How the lasting effects of COVID-19 are affecting survivor Jessica Sewell; watching the developments between Russia and Ukraine; and how the nursing crisis could clear the way for internationally-educated nurses to work in Canada
1:14:30
Jessica Sewell was working as an administrative assistant in Burnaby, B.C., when she contracted COVID-19 last May. She tells Matt Galloway how her unpredictable long COVID-19 symptoms make it impossible to know whether she’ll be able to work as effectively as she was before getting infected.
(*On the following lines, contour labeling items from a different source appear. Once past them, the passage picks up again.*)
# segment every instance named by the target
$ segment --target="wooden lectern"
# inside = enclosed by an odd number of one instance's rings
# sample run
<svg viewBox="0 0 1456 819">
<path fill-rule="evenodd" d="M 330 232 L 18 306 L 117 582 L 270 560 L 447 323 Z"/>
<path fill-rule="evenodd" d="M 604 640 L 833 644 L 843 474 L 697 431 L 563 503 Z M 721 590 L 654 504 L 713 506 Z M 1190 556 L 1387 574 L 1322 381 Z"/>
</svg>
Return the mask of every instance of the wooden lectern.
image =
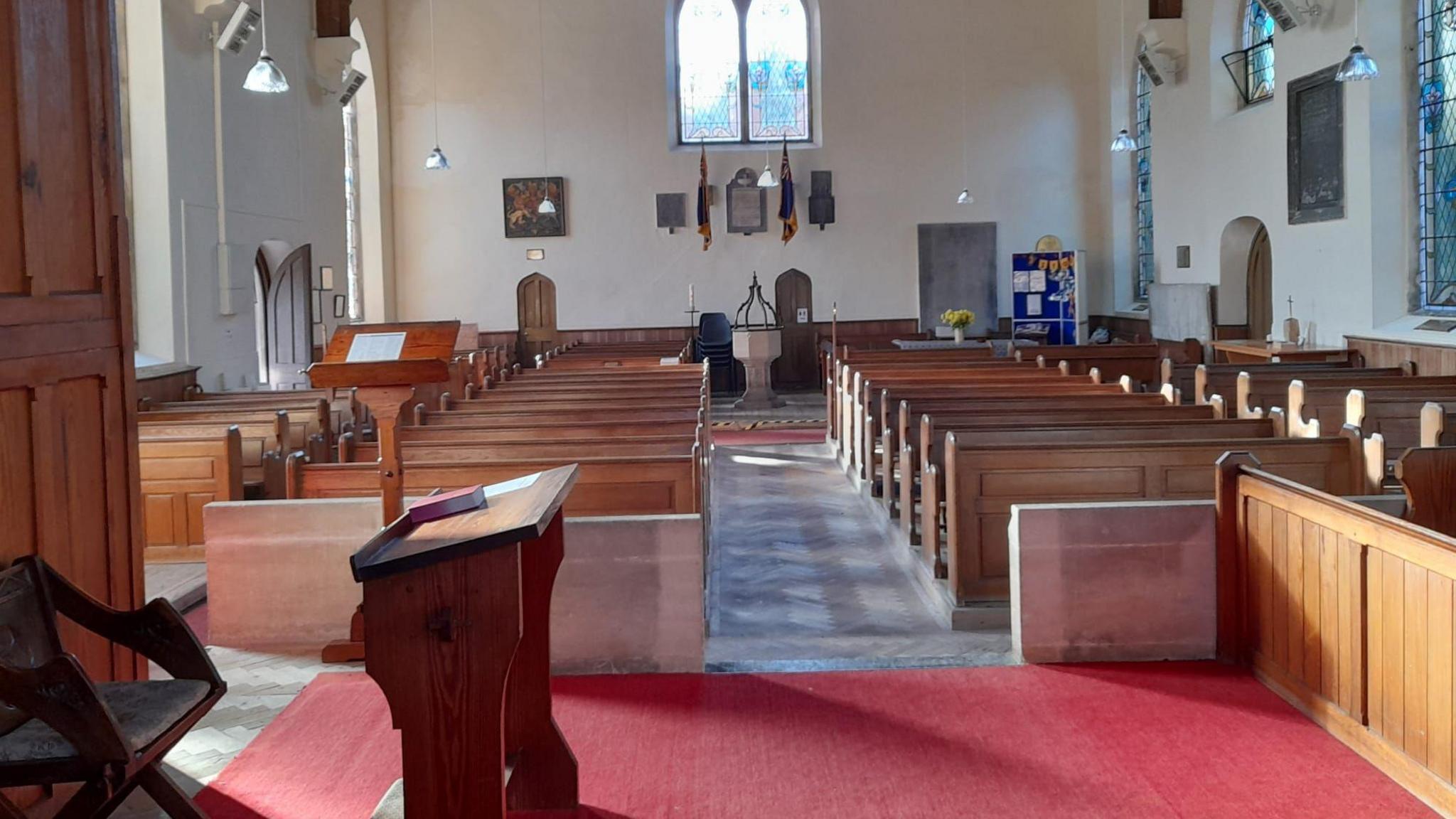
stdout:
<svg viewBox="0 0 1456 819">
<path fill-rule="evenodd" d="M 577 758 L 550 711 L 550 596 L 575 481 L 561 466 L 491 487 L 475 512 L 418 526 L 406 514 L 349 560 L 409 819 L 577 807 Z"/>
<path fill-rule="evenodd" d="M 379 488 L 386 526 L 405 512 L 405 461 L 399 447 L 399 415 L 415 396 L 415 386 L 450 380 L 460 322 L 347 324 L 339 325 L 323 351 L 323 361 L 309 366 L 314 388 L 358 388 L 358 401 L 374 415 L 379 436 Z M 323 648 L 325 663 L 364 659 L 363 616 L 355 612 L 348 640 Z"/>
</svg>

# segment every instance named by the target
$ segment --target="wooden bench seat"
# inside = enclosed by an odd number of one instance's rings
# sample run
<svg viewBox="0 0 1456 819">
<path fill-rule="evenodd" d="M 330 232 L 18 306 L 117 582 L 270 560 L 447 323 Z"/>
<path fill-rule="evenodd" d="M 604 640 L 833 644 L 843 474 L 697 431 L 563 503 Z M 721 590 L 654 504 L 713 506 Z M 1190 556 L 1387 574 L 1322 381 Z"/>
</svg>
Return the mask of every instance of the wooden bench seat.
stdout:
<svg viewBox="0 0 1456 819">
<path fill-rule="evenodd" d="M 268 463 L 282 468 L 282 456 L 293 440 L 287 412 L 277 412 L 272 421 L 153 421 L 146 414 L 137 417 L 137 430 L 151 439 L 192 439 L 223 434 L 229 427 L 237 428 L 243 447 L 243 484 L 264 487 L 268 484 Z M 266 456 L 272 455 L 272 459 Z M 281 472 L 280 472 L 281 478 Z M 281 488 L 282 484 L 280 482 Z M 266 497 L 266 495 L 265 495 Z"/>
<path fill-rule="evenodd" d="M 893 404 L 893 399 L 888 404 Z M 881 433 L 881 474 L 894 475 L 894 479 L 887 482 L 888 488 L 884 494 L 885 507 L 891 517 L 900 517 L 900 510 L 907 498 L 917 497 L 920 491 L 920 465 L 926 462 L 923 442 L 933 442 L 936 452 L 939 452 L 939 442 L 945 439 L 943 431 L 941 434 L 935 431 L 938 421 L 945 423 L 946 428 L 1013 427 L 1028 421 L 1028 414 L 1019 411 L 962 411 L 960 405 L 949 410 L 939 407 L 941 402 L 935 399 L 903 399 L 895 410 L 894 423 L 885 424 Z M 1137 393 L 1134 401 L 1118 402 L 1118 405 L 1099 402 L 1095 407 L 1085 407 L 1047 402 L 1035 410 L 1034 423 L 1038 426 L 1082 426 L 1096 421 L 1211 421 L 1214 418 L 1213 407 L 1179 407 L 1160 401 L 1160 396 Z M 923 430 L 929 431 L 925 439 L 922 439 Z M 919 525 L 911 525 L 910 529 L 919 532 Z"/>
<path fill-rule="evenodd" d="M 243 439 L 237 428 L 205 437 L 138 440 L 147 563 L 197 563 L 204 557 L 202 507 L 243 500 Z"/>
<path fill-rule="evenodd" d="M 945 443 L 945 560 L 958 605 L 1009 600 L 1008 533 L 1018 503 L 1203 500 L 1214 495 L 1213 465 L 1224 452 L 1252 452 L 1278 475 L 1331 494 L 1364 491 L 1358 436 L 1220 439 L 1080 444 L 961 446 Z M 933 494 L 927 465 L 926 494 Z M 938 509 L 939 498 L 922 506 Z M 933 541 L 935 529 L 925 538 Z M 933 542 L 932 542 L 933 546 Z"/>
<path fill-rule="evenodd" d="M 432 490 L 496 484 L 577 463 L 577 485 L 563 509 L 569 516 L 692 514 L 700 512 L 697 453 L 657 458 L 566 458 L 498 461 L 492 463 L 434 463 L 414 461 L 405 471 L 405 491 L 424 495 Z M 290 498 L 373 497 L 379 469 L 373 463 L 288 462 Z"/>
</svg>

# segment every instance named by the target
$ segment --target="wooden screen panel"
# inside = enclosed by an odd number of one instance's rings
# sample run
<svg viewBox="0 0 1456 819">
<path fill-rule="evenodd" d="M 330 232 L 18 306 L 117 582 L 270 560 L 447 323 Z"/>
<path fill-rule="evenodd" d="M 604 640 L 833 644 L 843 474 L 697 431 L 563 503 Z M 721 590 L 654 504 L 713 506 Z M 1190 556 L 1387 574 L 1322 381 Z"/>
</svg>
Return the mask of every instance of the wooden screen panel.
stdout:
<svg viewBox="0 0 1456 819">
<path fill-rule="evenodd" d="M 1452 783 L 1452 579 L 1370 548 L 1370 730 Z"/>
<path fill-rule="evenodd" d="M 1245 514 L 1255 665 L 1358 714 L 1360 545 L 1261 500 Z"/>
</svg>

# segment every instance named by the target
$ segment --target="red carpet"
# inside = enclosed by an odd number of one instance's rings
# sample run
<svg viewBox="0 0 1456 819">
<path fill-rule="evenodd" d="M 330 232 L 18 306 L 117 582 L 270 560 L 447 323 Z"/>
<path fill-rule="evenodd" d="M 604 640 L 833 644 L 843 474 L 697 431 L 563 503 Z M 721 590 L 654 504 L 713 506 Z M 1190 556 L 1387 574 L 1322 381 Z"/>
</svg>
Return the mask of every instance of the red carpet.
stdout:
<svg viewBox="0 0 1456 819">
<path fill-rule="evenodd" d="M 556 681 L 578 816 L 1433 816 L 1206 663 Z M 204 791 L 213 819 L 367 819 L 383 697 L 325 676 Z"/>
<path fill-rule="evenodd" d="M 722 446 L 766 446 L 775 443 L 824 443 L 824 427 L 713 430 L 713 443 Z"/>
</svg>

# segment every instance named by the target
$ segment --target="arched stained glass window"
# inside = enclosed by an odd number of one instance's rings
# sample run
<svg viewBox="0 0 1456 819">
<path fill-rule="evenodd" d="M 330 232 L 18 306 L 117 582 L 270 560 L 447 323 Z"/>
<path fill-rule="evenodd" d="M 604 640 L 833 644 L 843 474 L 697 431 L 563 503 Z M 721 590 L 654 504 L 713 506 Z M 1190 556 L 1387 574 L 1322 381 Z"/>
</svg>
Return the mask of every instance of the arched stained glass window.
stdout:
<svg viewBox="0 0 1456 819">
<path fill-rule="evenodd" d="M 1137 73 L 1137 278 L 1134 293 L 1147 300 L 1155 280 L 1153 255 L 1153 82 L 1140 66 Z"/>
<path fill-rule="evenodd" d="M 1421 0 L 1417 15 L 1420 137 L 1420 307 L 1456 312 L 1456 0 Z"/>
<path fill-rule="evenodd" d="M 676 45 L 678 141 L 812 137 L 804 0 L 681 0 Z"/>
<path fill-rule="evenodd" d="M 802 0 L 753 0 L 745 28 L 748 138 L 808 138 L 810 38 Z"/>
<path fill-rule="evenodd" d="M 677 98 L 684 143 L 743 140 L 738 9 L 684 0 L 677 13 Z"/>
<path fill-rule="evenodd" d="M 1248 99 L 1251 103 L 1274 96 L 1274 16 L 1259 0 L 1248 0 L 1243 9 L 1243 48 L 1249 52 Z"/>
</svg>

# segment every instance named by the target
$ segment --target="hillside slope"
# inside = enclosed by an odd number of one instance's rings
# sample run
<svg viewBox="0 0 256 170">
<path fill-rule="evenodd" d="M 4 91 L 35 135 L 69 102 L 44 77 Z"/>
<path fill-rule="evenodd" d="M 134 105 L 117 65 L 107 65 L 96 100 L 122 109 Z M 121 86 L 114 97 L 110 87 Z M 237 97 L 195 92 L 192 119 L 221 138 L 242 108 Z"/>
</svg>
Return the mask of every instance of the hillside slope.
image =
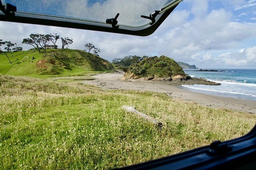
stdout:
<svg viewBox="0 0 256 170">
<path fill-rule="evenodd" d="M 82 50 L 49 49 L 46 53 L 35 50 L 0 54 L 0 73 L 36 77 L 49 75 L 78 76 L 88 72 L 110 71 L 113 66 L 107 60 Z"/>
<path fill-rule="evenodd" d="M 182 68 L 197 68 L 197 67 L 195 65 L 189 65 L 187 63 L 179 61 L 177 62 Z"/>
</svg>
We also hear from Simon Décary, a professor of rehabilitation at the Université de Sherbrooke, who studies the health and long-term care needs of long COVID-19 patients.
Then, the world is on edge watching Russia's actions at the border with Ukraine. We get an update from CBC’s Briar Stewart, who’s back from the Ukrainian city of Donetsk. We also hear from Alexandra Chyczij, national president of the Ukrainian Canadian Congress, about what Canada’s extensive Ukrainian diaspora wants from the federal government.
And there is a crisis in nursing as people burned out from the pandemic flee from the profession. It’s resulted in some jurisdictions drawing on a previously underutilized resource: internationally-educated nurses. We talk about what needs to change about how internationally-educated nurses are accredited in Canada, with Chandra Kafle, who worked as a nurse in Nepal long before becoming a registered nurse at Toronto’s Sunnybrook Hospital; and Bukola Salami, a nursing researcher and associate professor at the Faculty of Nursing at the University of Alberta.